A Journey to the Center of the Blue MAGA Mind

Come along if you can, to a land where Jeffries is the real progressive

I was procrastinating yesterday so I spent a little time on BlueSky. This post popped up (I don’t follow this person, someone re-posted it).

I’m concentrating on the last post, but left the others for context. It’s nonsense, and I made that point on BlueSky if you want to read my reply, but I’ll expand on it a bit here.

The background on this is that a number of PoliSci professors (a discipline that both isn’t science and doesn’t really understand politics) have a neat little statistical model based on easily-available voting data. The idea is that you plot how many times someone votes with Democrats to gauge their degree of “liberalness”, and vice versa about Republicans and being “conservative”.

I did this myself once upon a time, when I was just starting blogging. I built a site that calculated the median voter of each party and placed the Republican in the race on the graph. I junked the site because I didn’t think it told me much meaningful. That’s because a lot of Congressional action is on huge omnibus spending bills. The legislative achievement there is getting an amendment attached to the bill, and the final vote tells us nothing about that. As usual, Congress is very good at hiding what they do to avoid accountability.

The second point about this flawed metric of being progressive is that the most progressive / left members often vote against leadership because they don’t like the bill. The idea that Hakeem Jeffries voting for every bill that leadership wants to pass makes him more “progressive” is nonsense on stilts.

I’m picking on the silly claim that Jeffries is more progressive than AOC, but the other claim that she’s lazy because she doesn’t pass bills is dumb, too.

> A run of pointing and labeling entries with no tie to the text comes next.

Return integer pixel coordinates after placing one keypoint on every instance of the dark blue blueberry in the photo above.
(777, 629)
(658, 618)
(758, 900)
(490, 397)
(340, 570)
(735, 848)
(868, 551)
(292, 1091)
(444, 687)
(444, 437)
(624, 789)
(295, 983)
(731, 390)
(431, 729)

Unless you think Schoolhouse Rock is a documentary, a Member of Congress submitting a bill has little chance it will get passed without committee action. So that’s why AOC tried to get ranking on Oversight, and instead Pelosi et. al. made sure it went to Gerry Connolly, who died of throat cancer. Then, leadership denied Jasmine Crockett, and finally elevated Robert Garcia.

Anyway, this was just another glimpse into the toxic Blue MAGA mentality. Here are some of the components of that mentality.

  1. Everyone must wait their turn. I don’t think many of these folks have recovered from AOC beating some forgettable Democrat in a primary.  They sure hated the idea of a 26 year-old who never held office before trying to get the IL-09 seat.

  2. A long memory for perceived slights by line jumpers. “Sunrise Kids” is a reference to the Sunrise Movement, which is a group advocating legislation to fight climate change. They allied with AOC a loooong time ago (7 years) to try to push through some climate change legislation, which didn’t work. Who remembers that shit?

  3. Bucking leadership is bad. This is another sin in the Blue MAGA world. The leaders are good, they reason, just do what they want. Look at Pelosi and what she got accomplished! Nevermind that I can’t think of a single time that AOC cast a decisive vote against something leadership wanted.

  4. Criticism of Democrats is bad for the party. I’ll let this post tell that tale:

I got a lot of that last one at Balloon-Juice, where people thought that it was still 2006 when blogs had a brief moment in the sun. I hate to break it to all of you, but blogs have little influence in the greater political ecosystem. I’m gonna guess that the reason that Democratic Party approval in polls is around the level of Iran, constipation and anal warts isn’t because of some blog posts. It’s because people are dissatisfied with “imperfect Dems,” not because of their legislation, but because they’re the captives of the donor class and rely on consultants who have them push out lumpy mashed potato messaging.

I’ll return to something useful in later posts, but god damn I’m tired of this idiocy. The worst part of it is that people like this think they’re making some kind of “checkmate, progressives” argument, when they’re just misinterpreting flawed data.